With a big layoff at WorldCom’s Colorado Springs location, the latest blow to the region’s sagging economy, still optimistic area economists predict things will improve in the third or fourth quarter, and no later than early next year.
Exact numbers are unavailable, but WorldCom reportedly slashed hundreds of jobs in Colorado Springs Friday. Just last week, U.S. Secretary of Defense announced the U.S. Space Command would move to Offutt Air Force Base in Omaha, taking with it another 300 jobs. Last year over 3,700 high-tech jobs evaporated.
That is obviously bad news for the economy, with unemployment already above 5.5 percent. Still, area economists are optimistic the situation will get better later this year or early next year.
WorldCom stock plunged 90 percent to 6 cents a share in early trading Monday after a three-day halt following its disclosure of accounting irregularities totaling almost $4 billion. More than 250 million shares changed hands in frenzied trading in the first 15 minutes Monday.
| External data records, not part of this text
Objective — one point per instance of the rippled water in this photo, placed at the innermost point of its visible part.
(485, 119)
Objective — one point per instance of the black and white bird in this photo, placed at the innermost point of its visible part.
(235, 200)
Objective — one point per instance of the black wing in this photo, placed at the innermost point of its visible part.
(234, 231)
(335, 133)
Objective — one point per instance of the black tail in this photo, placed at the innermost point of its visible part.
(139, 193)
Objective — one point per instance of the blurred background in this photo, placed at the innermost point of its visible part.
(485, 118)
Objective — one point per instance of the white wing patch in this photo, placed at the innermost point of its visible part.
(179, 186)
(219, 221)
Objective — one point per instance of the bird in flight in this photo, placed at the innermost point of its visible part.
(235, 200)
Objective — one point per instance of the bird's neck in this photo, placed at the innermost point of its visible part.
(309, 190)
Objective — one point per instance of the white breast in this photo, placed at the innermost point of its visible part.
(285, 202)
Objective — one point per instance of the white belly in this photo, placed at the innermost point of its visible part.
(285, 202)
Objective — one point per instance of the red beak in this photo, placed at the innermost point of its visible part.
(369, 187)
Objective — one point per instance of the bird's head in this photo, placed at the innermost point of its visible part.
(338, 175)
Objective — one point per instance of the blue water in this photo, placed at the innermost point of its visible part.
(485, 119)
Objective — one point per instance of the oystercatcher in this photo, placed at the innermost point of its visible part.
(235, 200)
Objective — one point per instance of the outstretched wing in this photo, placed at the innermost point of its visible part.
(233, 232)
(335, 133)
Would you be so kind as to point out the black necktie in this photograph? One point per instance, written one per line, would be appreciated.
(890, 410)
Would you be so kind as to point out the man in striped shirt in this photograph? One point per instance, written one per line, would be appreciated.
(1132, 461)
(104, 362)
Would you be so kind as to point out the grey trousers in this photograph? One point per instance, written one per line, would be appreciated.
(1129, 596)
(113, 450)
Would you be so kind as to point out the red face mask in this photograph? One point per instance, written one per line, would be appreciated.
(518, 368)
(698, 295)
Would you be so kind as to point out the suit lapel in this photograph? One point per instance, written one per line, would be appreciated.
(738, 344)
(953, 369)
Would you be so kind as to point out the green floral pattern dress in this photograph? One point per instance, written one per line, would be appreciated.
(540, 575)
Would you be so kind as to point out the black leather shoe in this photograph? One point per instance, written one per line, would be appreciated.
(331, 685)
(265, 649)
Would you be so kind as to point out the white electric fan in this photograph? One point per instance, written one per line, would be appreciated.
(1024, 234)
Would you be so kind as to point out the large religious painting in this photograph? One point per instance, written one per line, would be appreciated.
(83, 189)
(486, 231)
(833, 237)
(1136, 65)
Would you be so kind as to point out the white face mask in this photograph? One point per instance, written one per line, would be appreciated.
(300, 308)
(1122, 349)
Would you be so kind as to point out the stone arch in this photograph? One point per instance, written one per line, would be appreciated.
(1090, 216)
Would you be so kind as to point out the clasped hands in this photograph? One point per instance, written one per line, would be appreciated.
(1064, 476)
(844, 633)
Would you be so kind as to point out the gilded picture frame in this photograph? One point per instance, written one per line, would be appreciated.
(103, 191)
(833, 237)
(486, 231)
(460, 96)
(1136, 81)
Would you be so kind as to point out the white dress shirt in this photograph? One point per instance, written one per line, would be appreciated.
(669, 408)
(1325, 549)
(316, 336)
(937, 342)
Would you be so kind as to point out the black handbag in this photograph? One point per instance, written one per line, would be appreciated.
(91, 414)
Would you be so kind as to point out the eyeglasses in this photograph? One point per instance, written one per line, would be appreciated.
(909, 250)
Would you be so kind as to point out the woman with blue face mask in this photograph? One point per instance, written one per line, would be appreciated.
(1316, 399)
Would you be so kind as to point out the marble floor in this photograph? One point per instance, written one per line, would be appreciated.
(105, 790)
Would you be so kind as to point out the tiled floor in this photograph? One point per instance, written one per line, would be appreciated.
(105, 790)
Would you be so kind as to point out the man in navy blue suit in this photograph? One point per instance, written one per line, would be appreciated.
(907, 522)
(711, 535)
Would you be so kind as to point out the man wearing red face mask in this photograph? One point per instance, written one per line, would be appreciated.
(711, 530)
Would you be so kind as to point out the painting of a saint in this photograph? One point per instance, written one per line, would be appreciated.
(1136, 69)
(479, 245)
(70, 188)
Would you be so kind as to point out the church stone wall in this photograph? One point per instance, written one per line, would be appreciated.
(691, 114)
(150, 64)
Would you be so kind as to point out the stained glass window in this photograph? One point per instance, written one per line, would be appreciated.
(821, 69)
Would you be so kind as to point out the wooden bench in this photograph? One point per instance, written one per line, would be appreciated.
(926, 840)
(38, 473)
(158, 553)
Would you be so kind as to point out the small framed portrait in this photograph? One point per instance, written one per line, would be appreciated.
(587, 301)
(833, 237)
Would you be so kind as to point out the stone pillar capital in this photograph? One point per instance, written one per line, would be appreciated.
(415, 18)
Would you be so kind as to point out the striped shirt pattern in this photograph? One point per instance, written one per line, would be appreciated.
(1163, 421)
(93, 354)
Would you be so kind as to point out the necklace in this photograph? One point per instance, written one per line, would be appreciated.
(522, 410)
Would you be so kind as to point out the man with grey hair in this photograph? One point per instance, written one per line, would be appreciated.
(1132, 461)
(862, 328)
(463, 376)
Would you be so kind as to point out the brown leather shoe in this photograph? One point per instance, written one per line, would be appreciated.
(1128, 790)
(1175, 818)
A local WorldCom worker who asked to remain anonymous, said even those who kept their jobs expect more cuts in Colorado Springs. In the past six months, Colorado Springs has had a net loss in employment.
Salt Lake City-based “economic futurist” Jeff Thredgold, of Thredgold Economic Associates, said, “Obviously things are going to be in a state of flux (at local WorldCom offices) until people find where they fall in relation to the pecking order.”
“There is going to be a lot of anxiety and limited spending,” Thredgold said of those remaining local WorldCom employees.
Fallout from already announced job losses will not be entirely known until later when secondary jobs start ending. Economists estimate that for every high paying job, up to two “secondary” jobs exist. That means for every high-paying position lost, up to two lower-paying jobs are in danger.
Area retailers said sales were already sagging because of wildfires in Colorado. The Broadmoor Hotel reported hundreds of cancellations, and other attractions reported declining numbers as well.
Operators of the Royal Gorge Bridge report a 38 percent drop in attendance.